A lot of my talents tend to be public ones. I lead things, I write things, I start things, I coach things… And while I get so much life from that, I often need to remind myself that pulling away for a bit is okay, too.

Not long ago, I was approached to take on a position that I normally would have jumped at – something that I really would have loved to do. “Love” doesn’t even seem like a strong enough word. This was a chance to once again do my thing in life – the thing I wish I could do forever and hadn’t done for quite a long time. I was craving it.

And I still said, “no”.

I had some reasons like the schedule, like I wasn’t ready, like I had too much on my plate already. But the best and most honest reason I could give myself and others is simply this: some seasons just aren’t meant for the stage. And some seasons aren’t meant for the page, either.

Not for the stage, not for the page – the phrase echoes in my head like a Dr. Seuss rhyme. There are times when the thing that brings us the greatest life is just that simple, “no”.

I’ve been in a season of searching and continued healing. Sometimes the pain of things I’ve gone through still overwhelms me. I want to say something to all of you to bring encouragement, light, humor… but words have been failing me. I keep trying to find clarity, but I guess most things are clearer in retrospect and not so much when you’re in the thick of them.

So right now all I have is this: You have permission to be silent.

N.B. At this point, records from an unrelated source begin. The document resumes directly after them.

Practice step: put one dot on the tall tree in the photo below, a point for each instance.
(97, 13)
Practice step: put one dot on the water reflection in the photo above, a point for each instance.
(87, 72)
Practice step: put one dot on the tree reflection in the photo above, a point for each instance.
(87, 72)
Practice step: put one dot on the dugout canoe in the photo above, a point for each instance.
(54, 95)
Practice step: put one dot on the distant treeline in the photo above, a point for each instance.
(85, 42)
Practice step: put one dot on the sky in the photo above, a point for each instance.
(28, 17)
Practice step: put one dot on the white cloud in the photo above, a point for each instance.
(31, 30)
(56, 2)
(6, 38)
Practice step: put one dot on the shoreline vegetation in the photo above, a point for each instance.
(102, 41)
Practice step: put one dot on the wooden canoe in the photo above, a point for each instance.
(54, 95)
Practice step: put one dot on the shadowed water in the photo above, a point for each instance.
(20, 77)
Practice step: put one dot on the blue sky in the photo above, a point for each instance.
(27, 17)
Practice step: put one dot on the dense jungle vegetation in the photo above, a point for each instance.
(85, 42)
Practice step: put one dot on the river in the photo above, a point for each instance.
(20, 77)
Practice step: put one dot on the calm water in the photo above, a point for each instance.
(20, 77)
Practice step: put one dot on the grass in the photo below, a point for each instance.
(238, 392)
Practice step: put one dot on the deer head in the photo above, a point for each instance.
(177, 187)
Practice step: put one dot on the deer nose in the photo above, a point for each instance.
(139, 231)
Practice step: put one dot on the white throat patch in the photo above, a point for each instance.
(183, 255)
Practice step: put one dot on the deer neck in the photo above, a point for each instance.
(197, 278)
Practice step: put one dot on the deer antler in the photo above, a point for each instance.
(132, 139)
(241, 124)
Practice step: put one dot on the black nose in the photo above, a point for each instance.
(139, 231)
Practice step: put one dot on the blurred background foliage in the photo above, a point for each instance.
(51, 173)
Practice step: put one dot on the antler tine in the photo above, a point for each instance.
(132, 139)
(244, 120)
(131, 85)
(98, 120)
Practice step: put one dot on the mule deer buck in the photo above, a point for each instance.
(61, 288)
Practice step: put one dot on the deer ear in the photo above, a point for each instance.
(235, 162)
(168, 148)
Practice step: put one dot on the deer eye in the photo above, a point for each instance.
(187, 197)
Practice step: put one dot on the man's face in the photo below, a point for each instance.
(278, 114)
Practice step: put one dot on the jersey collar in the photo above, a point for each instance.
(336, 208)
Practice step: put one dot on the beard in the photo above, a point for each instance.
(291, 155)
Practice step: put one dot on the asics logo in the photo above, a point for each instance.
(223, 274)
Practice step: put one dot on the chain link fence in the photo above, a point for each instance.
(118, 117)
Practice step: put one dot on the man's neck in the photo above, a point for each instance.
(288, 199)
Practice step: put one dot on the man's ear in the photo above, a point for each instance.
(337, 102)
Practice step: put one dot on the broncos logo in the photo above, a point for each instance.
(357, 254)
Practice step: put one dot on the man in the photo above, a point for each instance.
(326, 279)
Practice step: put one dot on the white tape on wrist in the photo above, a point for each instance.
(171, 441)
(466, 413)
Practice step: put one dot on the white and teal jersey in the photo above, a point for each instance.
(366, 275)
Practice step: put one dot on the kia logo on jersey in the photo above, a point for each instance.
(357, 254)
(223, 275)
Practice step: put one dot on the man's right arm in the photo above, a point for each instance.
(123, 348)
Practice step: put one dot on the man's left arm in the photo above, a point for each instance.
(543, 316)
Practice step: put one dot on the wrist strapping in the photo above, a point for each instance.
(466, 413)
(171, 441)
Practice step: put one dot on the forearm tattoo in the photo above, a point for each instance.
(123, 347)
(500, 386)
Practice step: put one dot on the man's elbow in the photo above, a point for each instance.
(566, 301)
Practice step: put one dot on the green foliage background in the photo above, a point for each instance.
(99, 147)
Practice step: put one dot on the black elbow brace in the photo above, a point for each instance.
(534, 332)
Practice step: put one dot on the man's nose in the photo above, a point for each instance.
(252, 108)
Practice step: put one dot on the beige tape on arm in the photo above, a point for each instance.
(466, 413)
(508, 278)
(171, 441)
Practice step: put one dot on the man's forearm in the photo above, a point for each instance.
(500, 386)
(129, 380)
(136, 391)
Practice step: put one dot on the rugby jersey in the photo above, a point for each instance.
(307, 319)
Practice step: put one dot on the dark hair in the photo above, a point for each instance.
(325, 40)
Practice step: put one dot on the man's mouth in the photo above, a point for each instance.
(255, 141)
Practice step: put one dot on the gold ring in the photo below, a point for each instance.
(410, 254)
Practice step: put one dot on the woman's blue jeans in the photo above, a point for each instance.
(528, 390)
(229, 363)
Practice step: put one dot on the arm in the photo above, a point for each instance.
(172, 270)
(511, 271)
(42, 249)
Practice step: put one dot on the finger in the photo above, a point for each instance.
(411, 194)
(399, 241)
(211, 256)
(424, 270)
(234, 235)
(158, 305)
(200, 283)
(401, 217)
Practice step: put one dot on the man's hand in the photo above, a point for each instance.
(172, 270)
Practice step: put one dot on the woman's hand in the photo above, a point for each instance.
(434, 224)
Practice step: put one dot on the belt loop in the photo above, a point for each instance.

You don’t have to always figure it out. You don’t have to explain where you are at all the time and why you are feeling what you are feeling. Some things don’t have words or explanations. Some pain just comes out in groans. Some questions echo across the void and no answer comes back – yet…. or ever. And some things we just need to search out on our own.

I’ve become less and less terrified of silence. I’ve felt less need to fill it with noise and chaos. Instead of feeling empty and frightening, silence now brings me comfort and peace. I don’t feel the need to constantly explain myself or reach big conclusions or come up with answers for other people. Because their pain, too, doesn’t always have words. So sometimes I listen in silence, just to listen.

I don’t think we have to have it all together to be writers, speakers, leaders, friends, parents, etc. But I believe more and more that some seasons are meant to be private ones – off the stage, off the page – as we search out the deeper things inside of us, finding clarity and regaining peace.

We need to take seasons to just be ourselves and to learn what that looks like as we go through life and change along the way.

So I’ve taken this time, once again, to learn more about myself. I’ve done a lot of reading, poured time into my little family, worked on things that are important to me, and spent time with close friends and family. I’ve felt the need to narrow my field of vision to the things that matter most while I search out some of the questions rising from deep within me.